The biphenyl molecule (C₁₂H₁₀) acts as a fundamental molecular backbone in the stereoselective synthesis of organic materials due to its inherent twist angle causing atropisomerism in substituted derivatives and in molecular mass growth processes in circumstellar environments and combustion systems. Here, we reveal an unconventional low-temperature phenylethynyl addition–cyclization–aromatization mechanism for the gas-phase preparation of biphenyl (C₁₂H₁₀) along with ortho-, meta-, and para-substituted methylbiphenyl (C₁₃H₁₂) derivatives through crossed molecular beams and computational studies providing compelling evidence on their formation via bimolecular gas-phase reactions of phenylethynyl radicals (C₆H₅CC, X²A₁) with 1,3-butadiene-d₆ (C₄D₆), isoprene (CH₂C(CH₃)CHCH₂), and 1,3-pentadiene (CH₂CHCHCHCH₃).

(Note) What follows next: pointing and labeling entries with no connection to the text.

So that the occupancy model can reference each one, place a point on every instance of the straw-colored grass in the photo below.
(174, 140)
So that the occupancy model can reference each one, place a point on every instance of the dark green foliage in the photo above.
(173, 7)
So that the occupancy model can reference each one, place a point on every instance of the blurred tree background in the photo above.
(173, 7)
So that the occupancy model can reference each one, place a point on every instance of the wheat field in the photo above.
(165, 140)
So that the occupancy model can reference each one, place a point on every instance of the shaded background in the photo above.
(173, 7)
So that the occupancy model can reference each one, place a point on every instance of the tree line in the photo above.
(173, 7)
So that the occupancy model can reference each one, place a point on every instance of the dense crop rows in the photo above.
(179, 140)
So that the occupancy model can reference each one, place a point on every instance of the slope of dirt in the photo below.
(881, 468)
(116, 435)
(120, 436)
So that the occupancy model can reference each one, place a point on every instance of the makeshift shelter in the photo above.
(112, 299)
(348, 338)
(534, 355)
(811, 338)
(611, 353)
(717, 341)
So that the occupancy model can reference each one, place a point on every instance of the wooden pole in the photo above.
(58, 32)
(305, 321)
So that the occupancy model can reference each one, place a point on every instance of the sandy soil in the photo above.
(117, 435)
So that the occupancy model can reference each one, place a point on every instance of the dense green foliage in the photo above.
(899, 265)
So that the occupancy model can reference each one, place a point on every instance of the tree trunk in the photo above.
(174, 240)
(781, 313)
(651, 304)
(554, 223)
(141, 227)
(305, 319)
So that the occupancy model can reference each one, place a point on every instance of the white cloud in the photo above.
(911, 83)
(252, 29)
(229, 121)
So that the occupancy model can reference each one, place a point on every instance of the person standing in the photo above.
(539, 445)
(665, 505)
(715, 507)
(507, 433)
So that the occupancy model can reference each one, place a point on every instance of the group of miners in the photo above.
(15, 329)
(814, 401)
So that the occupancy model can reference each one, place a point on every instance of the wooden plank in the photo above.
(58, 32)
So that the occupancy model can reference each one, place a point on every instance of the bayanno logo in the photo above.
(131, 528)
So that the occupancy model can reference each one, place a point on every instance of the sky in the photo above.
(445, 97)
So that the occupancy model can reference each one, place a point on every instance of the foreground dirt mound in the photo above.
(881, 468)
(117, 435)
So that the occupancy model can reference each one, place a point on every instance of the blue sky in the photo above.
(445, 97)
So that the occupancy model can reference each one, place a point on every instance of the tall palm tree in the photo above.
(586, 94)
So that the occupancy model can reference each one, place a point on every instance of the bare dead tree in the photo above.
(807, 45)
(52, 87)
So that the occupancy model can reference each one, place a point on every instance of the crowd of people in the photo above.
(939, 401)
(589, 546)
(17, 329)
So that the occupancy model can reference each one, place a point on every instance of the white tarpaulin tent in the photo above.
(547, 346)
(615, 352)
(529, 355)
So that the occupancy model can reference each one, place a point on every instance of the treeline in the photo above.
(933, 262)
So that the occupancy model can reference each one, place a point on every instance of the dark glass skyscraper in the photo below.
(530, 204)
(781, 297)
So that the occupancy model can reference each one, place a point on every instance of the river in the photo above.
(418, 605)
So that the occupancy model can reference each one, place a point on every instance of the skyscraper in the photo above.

The dynamics involve de-facto barrierless phenylethynyl radical additions via submerged barriers followed by facile cyclization and hydrogen shift prior to hydrogen atom emission and aromatization to racemic mixtures (ortho, meta) of biphenyls in overall exoergic reactions. These findings not only challenge our current perception of biphenyls as high temperature markers in combustion systems and astrophysical environments, but also identify biphenyls as fundamental building blocks of complex polycyclic aromatic hydrocarbons (PAHs) such as coronene (C₂₄H₁₂) eventually leading to carbonaceous nanoparticles (soot, grains) in combustion systems and in deep space thus affording critical insight into the low-temperature hydrocarbon chemistry in our universe.